In the example of FIG. 11, the current feedback means includes an amplifier 150 and resistors 751, 741, 742, 743, 744, and 792. The current detection resistor 751 serves to convert the current _IO flowing through the load 752 into a voltage, and the current feedback means feeds back a voltage proportional to the current _IO (voltage ΔV across the current detection resistor 751). ing. In this way, the current feedback means detects the voltage of the current detection resistor 751 connected in series with the load 752 at the terminal 552 whose potential of the load 752 is close to the ground, and the detected voltage is detected as the second input. Return to the input side of the amplifier 120.

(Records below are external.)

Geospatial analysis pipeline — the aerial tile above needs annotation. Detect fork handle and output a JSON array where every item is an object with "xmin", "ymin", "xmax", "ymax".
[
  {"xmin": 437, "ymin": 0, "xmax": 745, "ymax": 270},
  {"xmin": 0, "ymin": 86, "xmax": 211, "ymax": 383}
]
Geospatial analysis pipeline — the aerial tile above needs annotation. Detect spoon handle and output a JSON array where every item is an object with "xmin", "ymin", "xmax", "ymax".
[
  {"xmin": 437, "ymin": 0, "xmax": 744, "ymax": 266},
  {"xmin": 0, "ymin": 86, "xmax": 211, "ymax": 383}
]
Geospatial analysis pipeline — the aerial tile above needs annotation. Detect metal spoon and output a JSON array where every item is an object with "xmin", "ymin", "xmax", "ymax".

In the example of FIG. 11, the voltage feedback means includes an amplification unit 160 and resistors 794 and 796. The non-inverting input of the amplifier 160 is input voltage V _R of the terminal 553, to the inverting input side output of the amplifier 160 is fed back. Thus, the voltage feedback means, for feeding back the voltage _{V R} corresponding to the voltage _{V O} to be applied to the load 752 to the first input side of the third input amplifier portion 110 and 130. The voltage V _R is the sum of the voltage V _O and the voltage ΔV. If the resistance value _RS of the resistor 751 is sufficiently smaller than the resistance value R _L of the load 752, V _R ≈V _O. because, it can be considered that the voltage feedback means, for feeding back the voltage V _O to be applied to the load 752.

[Operation]
The voltage generator 100 is configured as described above, and operates as follows. Here, the description will be made while classifying the output potential _Va6 of the amplifying unit 160. The resistance values of the resistors 701, 792, 703, 794, 705, 796, 751, 741, 742, 743, 744 are changed to R ₁ ohm, R ₂ ohm, R ₃ ohm, R ₄ ohm, R ₅ ohm, R ₆ ohm, Let R _S ohm, R _a ohm, R _b ohm, R _c ohm, R _d ohm.
First, using FIG.

The operation in the case of will be described. In this case, a positive voltage (+ V ₂ ) is input to the input amplifier 120, and the output voltage V _a2 of the second input amplifier 120 is a negative voltage within the operating range of the second input amplifier 120. It becomes. For example, a voltage of −0.6 to 0 V is output. In addition, the output voltage V _a1 of the first input amplifying unit 110 is positively saturated, and the output voltage V _a3 of the third input amplifying unit 130 is negatively saturated. Therefore, a voltage corresponding to the output voltage _Va2 of the second input amplifier 120 is output from the positive output terminal 901 and the negative output terminal 902. Specifically, the potential of the positive output terminal 901 is V _a2 + V _F , and the potential of the negative output terminal 902 is V _a2 −V _F. The base potentials of the transistors 203 and 204 are V _a2 + V _F + V _T and V _a2 −V _F −V _T , respectively. Note that V _T is a voltage between the terminals of the Zener diodes 981 and 982. Since the output voltage V _a2 is negative, the absolute value of the output from the positive output terminal 901 is smaller than the absolute value of the output from the negative output terminal 902. In this case, since the potential of the terminal 541 is positive, the first output amplifier 201 operates. The voltage ΔV between the terminals of the resistor 751 is fed back to the second input amplifier 120 by the current feedback means. In the example of FIG. 12, the relationship between the output voltage V _M of the amplification unit 150 and the voltage ΔV between the terminals of the resistor 751 and the input voltage V _2, the output current I _O is as follows. However, _{A 5} is the amplification factor of the amplifier 150.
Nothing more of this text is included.